In milder winters, your plant may pull through, while in colder winters, it may experience significant damage or even outright death.
This brings up two points. First of all, you need to determine your personal tolerance for risk in the plants you choose to have in your gardens and landscape.
If you have a few key trees in your landscape that are fully hardy, then you can justify planting one or two trees that are marginally hardy, knowing that they may survive, but may experience major winter damage every two or three years.
You can even justify keeping a tree that you know will be killed every 15 years on average during a “killer” winter because you play the law of probability; if you get 10 or 12 wonderful years out of it before it is killed one particularly bad winter, then you are probably better off than if you never had it for that time, right?
Likewise, it is often possible to play these odds with shrubs or perennials in your landscape. If you want to grow a plant that has a very showy bloom in your landscape but which is not reliably hardy, then it may be possible to justify it as follows. If the flower buds are killed one of every three years for whatever reason, then aren’t you better off for the 2 of the 3 years that it graces your landscape with a flowery performance, while you just shrug off the one year that it didn’t? Many gardeners will put up with the occasional bad year as a trade-off for the good years that the plant might give them.
Remember, the hardiness of all plants is really a measure of risk; saying that a plant is fully hardy is the same as saying that it has a very low probability of suffering damage during a harsh winter in your region (maybe 1 out of every 50 winters) while saying that a plant isn’t very hardy in your area is akin to saying that it will likely suffer serious damage or even be killed with a higher degree of certainty (maybe 1 of every 2 winters).
The truly important thing is knowing your tolerance or acceptance of these risks.
3. Growing Conditions
Most people do not realize that winter hardiness is not an isolated and separable characteristic of plants.
Rather, the actual hardiness of each and every specific plant varies within a range, depending on factors other than just its ability to survive exposure to a certain low temperature.

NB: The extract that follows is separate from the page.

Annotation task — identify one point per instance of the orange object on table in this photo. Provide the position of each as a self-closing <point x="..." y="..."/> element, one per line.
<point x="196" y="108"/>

So, it really is not possible to simply say that a plant will die at –42 degrees, but will survive at –41.
It is actually possible to influence that same plant so that it would survive –45 degrees, or die at –35 degrees! This can best be described as the “general health” of the plant, characterized by its happiness with your soil, adequate water, no drainage problems, the proper amount of sunlight, proper and timely fertilization, etc.

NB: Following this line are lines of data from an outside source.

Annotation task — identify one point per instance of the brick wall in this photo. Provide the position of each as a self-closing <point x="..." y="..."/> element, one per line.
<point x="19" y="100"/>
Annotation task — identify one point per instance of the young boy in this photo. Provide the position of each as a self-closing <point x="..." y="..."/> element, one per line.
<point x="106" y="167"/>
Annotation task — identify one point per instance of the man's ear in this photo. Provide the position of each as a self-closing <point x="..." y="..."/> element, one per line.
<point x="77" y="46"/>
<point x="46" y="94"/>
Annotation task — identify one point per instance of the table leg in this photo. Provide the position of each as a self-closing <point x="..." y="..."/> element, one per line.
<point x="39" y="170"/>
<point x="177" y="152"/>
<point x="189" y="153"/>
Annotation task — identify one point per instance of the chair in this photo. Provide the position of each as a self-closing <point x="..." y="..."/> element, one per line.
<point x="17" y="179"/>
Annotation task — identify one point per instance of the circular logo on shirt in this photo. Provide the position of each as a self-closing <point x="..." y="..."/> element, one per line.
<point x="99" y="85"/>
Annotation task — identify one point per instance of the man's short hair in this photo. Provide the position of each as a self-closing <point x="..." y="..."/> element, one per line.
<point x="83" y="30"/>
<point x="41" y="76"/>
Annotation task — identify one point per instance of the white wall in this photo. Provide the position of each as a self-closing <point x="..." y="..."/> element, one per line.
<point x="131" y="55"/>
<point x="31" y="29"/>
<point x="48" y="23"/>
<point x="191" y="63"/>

Generally speaking, a happy plant going into winter is much more likely to survive a given low temperature than an unhappy plant, regardless of the hardiness zone rating that the “experts” have ascribed to it.

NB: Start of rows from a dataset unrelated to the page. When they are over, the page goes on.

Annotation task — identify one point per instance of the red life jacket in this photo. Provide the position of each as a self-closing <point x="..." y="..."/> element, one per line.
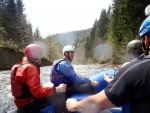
<point x="19" y="90"/>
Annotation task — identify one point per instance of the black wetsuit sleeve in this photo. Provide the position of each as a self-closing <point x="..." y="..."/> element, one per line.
<point x="126" y="82"/>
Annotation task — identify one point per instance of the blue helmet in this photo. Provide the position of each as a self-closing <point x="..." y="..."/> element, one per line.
<point x="145" y="27"/>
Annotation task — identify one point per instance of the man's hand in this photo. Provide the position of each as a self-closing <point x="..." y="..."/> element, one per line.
<point x="94" y="83"/>
<point x="70" y="104"/>
<point x="61" y="88"/>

If you address all of the various growing needs of a plant to the optimal satisfaction of that plant each and every year, you stand the best chance of stretching its hardiness into your zone.
This is nothing more than an exercise in learning; you must make the effort to acquaint yourself with the plant’s preferences, its likes and dislikes, its soil requirements, light requirements, degree of wind protection, water tolerance, etc., and then to provide these conditions each and every year, all year round.
This has secondary benefits as well.
Not only will the plant be more likely to survive your winter, but it will also be much more likely to perform at its peak when it is called upon; blooming more profusely, shinier glossier foliage, and more growth.
This is a “no-lose” proposition.
There are numerous other factors that can help ensure the winter survival of a marginally hardy or non-hardy plant in your yard or garden.
I will summarize by saying that the more effort you make to understand the specific needs of each and every plant in your landscape, just like you get to know each important person in your life, the more likely you are to extend the range of plant selections you will have for your particular location.
In my humble opinion, that’s definitely worth the effort!